There are so many Input/Output Classes in Java. It is really a mess. You do not know which to use.
The Files
class is by far the easiest to use. For instance,
Files.writeString(Paths.get("test.txt"), "hello world!");
creates a text file named "test.txt" containing the text "hello world!".
The other classes are only needed if you want to do something fancy (for instance, deal with files too big to fit in main memory). For instance, suppose you wanted to read a huge log file (hundreds of gigabytes long) and wanted to write each line containing a particular word to another file. If you were to open the file with
Files.readAllLines(Paths.get("huge.log"));
you'd receive an OutOfMemoryError
because the file doesn't fit in main memory. To work around that, we must read the file piece-wise, and that is what all those Reader
and Writer
classes (or InputStream
and OutputStream
, if you're dealing with binary files) are good for:
try (
var reader = Files.newBufferedReader(Paths.get("huge.log"));
var writer = Files.newBufferedWriter(Paths.get("interesting.log"));
) {
String line;
while ((line = reader.readLine()) != null) {
if (line.contains(searchWord)) {
writer.write(line);
writer.write('\n');
}
}
}
As you can see, their use is quite a bit more complicated. For one, we must close the Reader
and Writer
once we are done with them, which is easiest accomplished with the try with resources statement shown above.

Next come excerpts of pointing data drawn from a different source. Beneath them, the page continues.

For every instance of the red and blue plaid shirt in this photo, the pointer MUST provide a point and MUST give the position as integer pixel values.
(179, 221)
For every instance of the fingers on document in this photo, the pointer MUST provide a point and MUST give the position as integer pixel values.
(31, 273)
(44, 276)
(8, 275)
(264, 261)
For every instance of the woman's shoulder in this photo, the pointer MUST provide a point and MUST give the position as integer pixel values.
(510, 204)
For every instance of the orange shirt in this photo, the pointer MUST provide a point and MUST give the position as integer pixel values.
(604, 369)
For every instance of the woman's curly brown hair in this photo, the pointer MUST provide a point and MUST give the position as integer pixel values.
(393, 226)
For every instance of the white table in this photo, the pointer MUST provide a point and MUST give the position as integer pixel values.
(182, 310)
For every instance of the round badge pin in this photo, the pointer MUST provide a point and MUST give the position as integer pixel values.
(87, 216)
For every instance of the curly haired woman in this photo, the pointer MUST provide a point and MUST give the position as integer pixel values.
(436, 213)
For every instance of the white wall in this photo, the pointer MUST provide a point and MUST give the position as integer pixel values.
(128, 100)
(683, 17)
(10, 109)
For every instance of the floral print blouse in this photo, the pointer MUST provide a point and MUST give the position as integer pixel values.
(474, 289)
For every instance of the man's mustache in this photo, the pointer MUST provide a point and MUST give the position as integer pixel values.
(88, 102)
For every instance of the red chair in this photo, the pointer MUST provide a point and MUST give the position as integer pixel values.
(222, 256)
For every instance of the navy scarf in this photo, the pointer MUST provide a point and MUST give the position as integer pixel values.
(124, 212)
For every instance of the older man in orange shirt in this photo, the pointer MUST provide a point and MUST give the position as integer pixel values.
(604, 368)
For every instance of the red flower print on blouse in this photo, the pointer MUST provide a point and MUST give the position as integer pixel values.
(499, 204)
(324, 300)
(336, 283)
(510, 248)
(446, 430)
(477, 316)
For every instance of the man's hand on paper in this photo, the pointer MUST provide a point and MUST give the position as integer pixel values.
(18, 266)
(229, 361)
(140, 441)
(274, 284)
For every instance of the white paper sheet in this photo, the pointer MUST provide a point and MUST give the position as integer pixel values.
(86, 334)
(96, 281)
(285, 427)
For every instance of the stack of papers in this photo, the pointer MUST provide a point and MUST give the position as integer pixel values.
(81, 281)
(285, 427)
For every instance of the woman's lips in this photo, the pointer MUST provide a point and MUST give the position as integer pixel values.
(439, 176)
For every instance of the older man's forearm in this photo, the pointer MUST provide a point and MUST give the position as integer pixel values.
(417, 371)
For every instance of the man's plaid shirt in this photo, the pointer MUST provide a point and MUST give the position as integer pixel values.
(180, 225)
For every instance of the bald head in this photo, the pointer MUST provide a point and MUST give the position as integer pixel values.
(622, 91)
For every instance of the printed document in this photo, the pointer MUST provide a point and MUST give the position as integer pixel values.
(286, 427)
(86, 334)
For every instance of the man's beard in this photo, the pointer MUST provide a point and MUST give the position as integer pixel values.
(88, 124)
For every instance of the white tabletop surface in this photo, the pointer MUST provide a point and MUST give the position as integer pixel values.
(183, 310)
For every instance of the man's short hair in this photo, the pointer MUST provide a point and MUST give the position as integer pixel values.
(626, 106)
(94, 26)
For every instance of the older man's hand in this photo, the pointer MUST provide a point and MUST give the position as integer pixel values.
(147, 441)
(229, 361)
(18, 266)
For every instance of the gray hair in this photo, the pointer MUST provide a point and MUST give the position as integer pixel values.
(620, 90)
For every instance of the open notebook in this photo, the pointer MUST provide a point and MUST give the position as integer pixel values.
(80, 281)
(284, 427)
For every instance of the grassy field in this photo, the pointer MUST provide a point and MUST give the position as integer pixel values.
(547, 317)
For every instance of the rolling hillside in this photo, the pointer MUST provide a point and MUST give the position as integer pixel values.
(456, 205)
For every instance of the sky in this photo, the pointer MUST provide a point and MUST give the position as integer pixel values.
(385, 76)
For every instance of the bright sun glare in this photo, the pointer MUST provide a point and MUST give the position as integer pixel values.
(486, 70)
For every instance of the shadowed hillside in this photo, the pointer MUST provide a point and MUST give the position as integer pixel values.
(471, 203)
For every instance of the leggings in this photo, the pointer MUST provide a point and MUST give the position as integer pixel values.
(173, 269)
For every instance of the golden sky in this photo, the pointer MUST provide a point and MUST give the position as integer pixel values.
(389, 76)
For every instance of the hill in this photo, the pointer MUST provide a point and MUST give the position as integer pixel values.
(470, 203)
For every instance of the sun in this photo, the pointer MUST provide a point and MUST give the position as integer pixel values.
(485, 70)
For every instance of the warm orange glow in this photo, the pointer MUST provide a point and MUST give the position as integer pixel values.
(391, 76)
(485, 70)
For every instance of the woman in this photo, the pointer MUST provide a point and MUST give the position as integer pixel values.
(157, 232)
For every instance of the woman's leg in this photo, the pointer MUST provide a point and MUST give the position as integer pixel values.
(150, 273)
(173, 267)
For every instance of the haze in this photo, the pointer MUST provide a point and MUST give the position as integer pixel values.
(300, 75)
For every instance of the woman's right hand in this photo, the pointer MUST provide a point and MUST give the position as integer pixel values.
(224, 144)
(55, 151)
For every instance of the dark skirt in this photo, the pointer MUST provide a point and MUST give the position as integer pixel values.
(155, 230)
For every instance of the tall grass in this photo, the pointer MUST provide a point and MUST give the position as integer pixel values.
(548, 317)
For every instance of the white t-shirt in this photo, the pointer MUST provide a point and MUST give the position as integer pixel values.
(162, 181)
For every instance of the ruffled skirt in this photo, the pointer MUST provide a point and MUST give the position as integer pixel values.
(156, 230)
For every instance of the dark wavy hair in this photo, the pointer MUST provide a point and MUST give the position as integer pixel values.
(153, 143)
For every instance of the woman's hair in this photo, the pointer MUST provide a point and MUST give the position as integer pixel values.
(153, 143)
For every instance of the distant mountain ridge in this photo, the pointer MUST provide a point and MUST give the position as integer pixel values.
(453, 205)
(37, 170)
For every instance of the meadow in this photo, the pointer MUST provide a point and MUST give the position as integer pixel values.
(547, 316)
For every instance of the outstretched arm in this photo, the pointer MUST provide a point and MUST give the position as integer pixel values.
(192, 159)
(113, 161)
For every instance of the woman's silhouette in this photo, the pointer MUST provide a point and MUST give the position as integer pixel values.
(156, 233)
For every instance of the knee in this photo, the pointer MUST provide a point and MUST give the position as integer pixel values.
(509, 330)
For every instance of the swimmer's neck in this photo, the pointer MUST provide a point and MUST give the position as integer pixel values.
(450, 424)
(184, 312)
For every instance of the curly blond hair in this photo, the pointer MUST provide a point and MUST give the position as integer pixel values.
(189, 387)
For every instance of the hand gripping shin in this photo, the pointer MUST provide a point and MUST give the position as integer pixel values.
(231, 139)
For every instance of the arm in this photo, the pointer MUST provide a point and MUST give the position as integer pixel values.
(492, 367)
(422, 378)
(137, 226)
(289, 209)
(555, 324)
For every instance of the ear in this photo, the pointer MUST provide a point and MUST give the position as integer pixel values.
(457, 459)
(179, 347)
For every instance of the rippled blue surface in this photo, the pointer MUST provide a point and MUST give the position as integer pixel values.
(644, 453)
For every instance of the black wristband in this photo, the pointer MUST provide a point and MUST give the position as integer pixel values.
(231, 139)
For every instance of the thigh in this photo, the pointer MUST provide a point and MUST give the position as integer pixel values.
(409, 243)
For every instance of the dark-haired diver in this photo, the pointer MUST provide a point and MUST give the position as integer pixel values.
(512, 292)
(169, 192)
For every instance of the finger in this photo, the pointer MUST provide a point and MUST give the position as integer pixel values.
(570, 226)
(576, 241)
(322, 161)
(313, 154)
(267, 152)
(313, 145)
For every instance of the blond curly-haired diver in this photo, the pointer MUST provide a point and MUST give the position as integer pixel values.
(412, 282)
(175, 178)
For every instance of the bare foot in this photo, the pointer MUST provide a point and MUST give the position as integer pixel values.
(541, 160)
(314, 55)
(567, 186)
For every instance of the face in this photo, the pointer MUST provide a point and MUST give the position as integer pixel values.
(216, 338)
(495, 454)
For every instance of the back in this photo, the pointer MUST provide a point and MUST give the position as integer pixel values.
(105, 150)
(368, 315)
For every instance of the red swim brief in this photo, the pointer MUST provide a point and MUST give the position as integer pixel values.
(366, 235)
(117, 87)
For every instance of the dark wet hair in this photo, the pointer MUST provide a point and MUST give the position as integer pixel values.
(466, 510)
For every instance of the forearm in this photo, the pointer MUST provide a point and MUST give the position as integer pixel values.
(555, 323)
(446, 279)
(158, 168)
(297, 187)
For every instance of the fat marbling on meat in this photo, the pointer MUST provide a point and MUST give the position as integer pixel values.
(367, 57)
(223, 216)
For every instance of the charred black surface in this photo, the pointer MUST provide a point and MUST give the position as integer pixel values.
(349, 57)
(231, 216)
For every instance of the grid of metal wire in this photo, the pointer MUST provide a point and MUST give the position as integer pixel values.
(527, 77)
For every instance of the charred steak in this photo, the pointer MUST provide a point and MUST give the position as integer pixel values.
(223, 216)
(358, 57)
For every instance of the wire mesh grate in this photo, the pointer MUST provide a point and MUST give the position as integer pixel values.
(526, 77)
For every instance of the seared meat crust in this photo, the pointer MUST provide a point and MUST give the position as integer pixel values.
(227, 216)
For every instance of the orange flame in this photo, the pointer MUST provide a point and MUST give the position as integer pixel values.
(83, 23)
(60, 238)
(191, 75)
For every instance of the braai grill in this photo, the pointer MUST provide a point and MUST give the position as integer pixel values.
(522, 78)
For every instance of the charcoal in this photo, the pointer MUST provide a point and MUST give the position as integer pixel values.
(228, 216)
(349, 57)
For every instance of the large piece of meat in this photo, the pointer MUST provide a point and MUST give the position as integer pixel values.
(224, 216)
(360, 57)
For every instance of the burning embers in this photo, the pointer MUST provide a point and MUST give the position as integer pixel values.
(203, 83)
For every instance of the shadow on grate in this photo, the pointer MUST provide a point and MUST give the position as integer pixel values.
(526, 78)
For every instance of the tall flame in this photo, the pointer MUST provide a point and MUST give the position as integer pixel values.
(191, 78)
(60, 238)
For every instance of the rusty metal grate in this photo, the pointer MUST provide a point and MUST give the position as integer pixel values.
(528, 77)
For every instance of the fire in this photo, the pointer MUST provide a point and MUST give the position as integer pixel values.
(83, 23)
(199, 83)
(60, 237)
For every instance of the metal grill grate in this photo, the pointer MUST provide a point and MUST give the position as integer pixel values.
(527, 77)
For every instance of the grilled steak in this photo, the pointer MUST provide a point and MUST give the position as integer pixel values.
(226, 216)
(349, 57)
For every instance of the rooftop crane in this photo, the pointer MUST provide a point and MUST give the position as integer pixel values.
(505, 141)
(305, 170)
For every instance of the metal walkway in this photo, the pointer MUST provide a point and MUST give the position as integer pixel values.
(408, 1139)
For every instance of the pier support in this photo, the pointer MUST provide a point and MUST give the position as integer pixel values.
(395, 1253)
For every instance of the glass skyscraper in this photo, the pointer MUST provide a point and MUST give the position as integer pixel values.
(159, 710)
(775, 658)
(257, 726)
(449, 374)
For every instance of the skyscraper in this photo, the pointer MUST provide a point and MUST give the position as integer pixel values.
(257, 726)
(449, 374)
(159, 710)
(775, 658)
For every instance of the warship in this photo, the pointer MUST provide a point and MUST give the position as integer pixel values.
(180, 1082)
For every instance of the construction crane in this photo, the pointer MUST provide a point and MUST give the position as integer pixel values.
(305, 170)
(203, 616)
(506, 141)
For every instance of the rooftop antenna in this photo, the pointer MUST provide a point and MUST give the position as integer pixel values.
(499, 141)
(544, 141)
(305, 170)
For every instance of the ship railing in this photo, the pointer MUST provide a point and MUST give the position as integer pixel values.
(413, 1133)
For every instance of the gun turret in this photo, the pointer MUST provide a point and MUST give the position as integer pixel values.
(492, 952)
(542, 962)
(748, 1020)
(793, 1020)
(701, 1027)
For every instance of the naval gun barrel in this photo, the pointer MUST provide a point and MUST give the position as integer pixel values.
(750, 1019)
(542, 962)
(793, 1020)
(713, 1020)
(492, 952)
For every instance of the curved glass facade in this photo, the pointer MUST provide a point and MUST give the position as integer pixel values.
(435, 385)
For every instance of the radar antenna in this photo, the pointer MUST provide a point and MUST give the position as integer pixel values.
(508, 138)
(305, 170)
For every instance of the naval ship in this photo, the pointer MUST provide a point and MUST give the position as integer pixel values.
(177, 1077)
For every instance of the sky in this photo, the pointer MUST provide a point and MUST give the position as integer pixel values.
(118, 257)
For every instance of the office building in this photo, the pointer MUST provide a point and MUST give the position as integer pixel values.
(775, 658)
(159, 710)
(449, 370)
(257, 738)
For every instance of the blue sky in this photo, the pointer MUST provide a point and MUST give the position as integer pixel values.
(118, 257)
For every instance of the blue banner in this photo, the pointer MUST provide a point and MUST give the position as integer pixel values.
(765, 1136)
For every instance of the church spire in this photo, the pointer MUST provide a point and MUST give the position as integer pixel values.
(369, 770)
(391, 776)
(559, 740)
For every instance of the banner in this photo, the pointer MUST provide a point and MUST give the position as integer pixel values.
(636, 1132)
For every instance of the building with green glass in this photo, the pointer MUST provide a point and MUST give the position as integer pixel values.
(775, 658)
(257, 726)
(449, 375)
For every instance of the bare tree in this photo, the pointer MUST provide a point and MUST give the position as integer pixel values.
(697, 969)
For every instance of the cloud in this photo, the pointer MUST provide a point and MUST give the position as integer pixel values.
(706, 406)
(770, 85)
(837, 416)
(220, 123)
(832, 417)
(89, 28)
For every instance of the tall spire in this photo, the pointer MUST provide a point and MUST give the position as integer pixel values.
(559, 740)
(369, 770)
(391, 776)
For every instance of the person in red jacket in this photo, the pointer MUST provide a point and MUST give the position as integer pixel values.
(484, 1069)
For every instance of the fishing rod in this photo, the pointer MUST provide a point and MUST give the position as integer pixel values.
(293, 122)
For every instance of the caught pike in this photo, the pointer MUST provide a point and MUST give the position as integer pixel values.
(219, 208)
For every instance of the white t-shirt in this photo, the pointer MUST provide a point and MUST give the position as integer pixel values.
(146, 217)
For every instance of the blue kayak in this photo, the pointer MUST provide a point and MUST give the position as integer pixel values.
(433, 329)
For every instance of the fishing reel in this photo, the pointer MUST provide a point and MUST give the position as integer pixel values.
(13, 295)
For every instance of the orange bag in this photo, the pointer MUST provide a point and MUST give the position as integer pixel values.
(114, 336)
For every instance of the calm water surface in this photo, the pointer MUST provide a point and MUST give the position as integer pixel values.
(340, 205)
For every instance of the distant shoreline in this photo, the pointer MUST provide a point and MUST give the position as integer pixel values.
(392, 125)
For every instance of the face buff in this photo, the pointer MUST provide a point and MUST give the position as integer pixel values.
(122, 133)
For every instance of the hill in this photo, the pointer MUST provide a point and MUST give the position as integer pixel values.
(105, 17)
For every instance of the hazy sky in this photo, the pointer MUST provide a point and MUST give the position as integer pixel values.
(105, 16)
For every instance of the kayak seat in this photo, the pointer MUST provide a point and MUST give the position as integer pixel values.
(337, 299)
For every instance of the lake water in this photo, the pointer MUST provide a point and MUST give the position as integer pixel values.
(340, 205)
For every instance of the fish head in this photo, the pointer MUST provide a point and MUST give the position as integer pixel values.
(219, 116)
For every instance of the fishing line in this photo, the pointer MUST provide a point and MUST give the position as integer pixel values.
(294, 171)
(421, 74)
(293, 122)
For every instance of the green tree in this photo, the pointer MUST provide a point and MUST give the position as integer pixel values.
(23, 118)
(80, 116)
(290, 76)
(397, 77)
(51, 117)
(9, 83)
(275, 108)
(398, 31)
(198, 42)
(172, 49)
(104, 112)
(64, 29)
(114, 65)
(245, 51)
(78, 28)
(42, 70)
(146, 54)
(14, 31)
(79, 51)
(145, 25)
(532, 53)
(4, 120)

Closing is necessary because most operating systems limit the number of files that can be open at once. Closing also gives any Buffered*
classes the opportunity to empty their buffers, ensuring that any data still in buffers is passed on to the file system.
If we fail to close, as you did in your example code, the file remains open until our program exits, upon which time any data in the buffers is lost, resulting in the incomplete file you found.